Facing Realities
    South Florida Sun-Sentinel Editorial Board
    South Florida Sun-Sentinel
    Nov. 21, 2003

    Free trade talks in Miami officially ended a day early with a watered-down compromise.

    In reality, the talks aimed at pushing toward a Free Trade Area of the Americas stalled in September during a World Trade Organization meeting in Cancun, Mexico. For that matter, the ambitious FTAA proposal has been doomed since the late 1990s by economic crises across the hemisphere. It's just that no one wanted to admit it.

    The question facing free traders at the moment is simple: What now?

    Do they continue ignoring reality with more face-saving bargaining, further diluting the FTAA until it is nothing but a meaningless accord? Or do they embark on true hemispheric leadership?

    All who want to see a resurgence of prosperity in the hemisphere, a commitment to democracy and market reforms should hope for the latter.

    Leadership means calling for a reassessment. It means acknowledging the concerns that have forced the so-called FTAA Lite plan, a way-too-flexible program that allows countries to pick and choose what parts of the economic menu they want.

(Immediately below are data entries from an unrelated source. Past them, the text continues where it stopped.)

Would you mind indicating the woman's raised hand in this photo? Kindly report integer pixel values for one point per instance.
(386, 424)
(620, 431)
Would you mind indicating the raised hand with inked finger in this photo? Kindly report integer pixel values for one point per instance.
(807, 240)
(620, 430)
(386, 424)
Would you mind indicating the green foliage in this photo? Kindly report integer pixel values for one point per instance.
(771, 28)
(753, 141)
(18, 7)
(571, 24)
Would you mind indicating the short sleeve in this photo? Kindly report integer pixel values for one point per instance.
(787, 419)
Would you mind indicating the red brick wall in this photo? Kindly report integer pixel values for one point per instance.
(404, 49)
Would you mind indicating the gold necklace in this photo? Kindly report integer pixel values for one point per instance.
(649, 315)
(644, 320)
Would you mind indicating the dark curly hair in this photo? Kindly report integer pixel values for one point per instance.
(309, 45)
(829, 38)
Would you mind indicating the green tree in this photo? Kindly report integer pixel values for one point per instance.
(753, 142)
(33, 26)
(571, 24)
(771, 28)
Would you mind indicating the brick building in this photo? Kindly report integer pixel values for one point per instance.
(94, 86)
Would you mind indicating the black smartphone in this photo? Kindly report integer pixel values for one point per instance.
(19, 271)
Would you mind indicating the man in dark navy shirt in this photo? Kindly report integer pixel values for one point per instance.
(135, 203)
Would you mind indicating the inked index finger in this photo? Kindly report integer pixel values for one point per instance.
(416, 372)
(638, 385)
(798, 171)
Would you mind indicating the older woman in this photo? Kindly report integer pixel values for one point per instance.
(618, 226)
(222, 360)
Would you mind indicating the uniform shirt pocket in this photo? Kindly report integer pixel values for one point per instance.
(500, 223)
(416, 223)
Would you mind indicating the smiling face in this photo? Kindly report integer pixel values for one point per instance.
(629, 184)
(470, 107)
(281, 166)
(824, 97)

It means setting an "all for one, and one for all" attitude, backed by a comprehensive and inclusive strategy for economic integration.

    Free traders must acknowledge that an FTAA must produce an agenda addressing the debt crisis, fears of job losses in the United States and erosion of environmental regulations -- as well as tariff and property rights issues.

    They must take the following actions:

    Push the deadline back to Jan. 1, 2010. That would allow time for the hemisphere's governments to develop necessary strategies to deal with the hurdles that block progress on the FTAA.

    Resolve the debt crisis so governments in the Americas would have more money to invest in infrastructure and technology.

    Create a development fund similar to the one the European Union instituted to help close the gap between the strong and weak in the Old World prior to the continent's integration.

    U.S. negotiators, led by Trade Representative Robert Zoellick, should be commended for reading the tea leaves properly at the Miami meeting. Accepting a compromise was better than risking another public break with its hemispheric peers.

    Problem is they will be facing the same walls going forward. Unless, of course, they resolve the concerns that put up the barriers. If they do that, the 2003 ministerial meeting in Miami will go down as a watershed for free trade, not a retreat from it.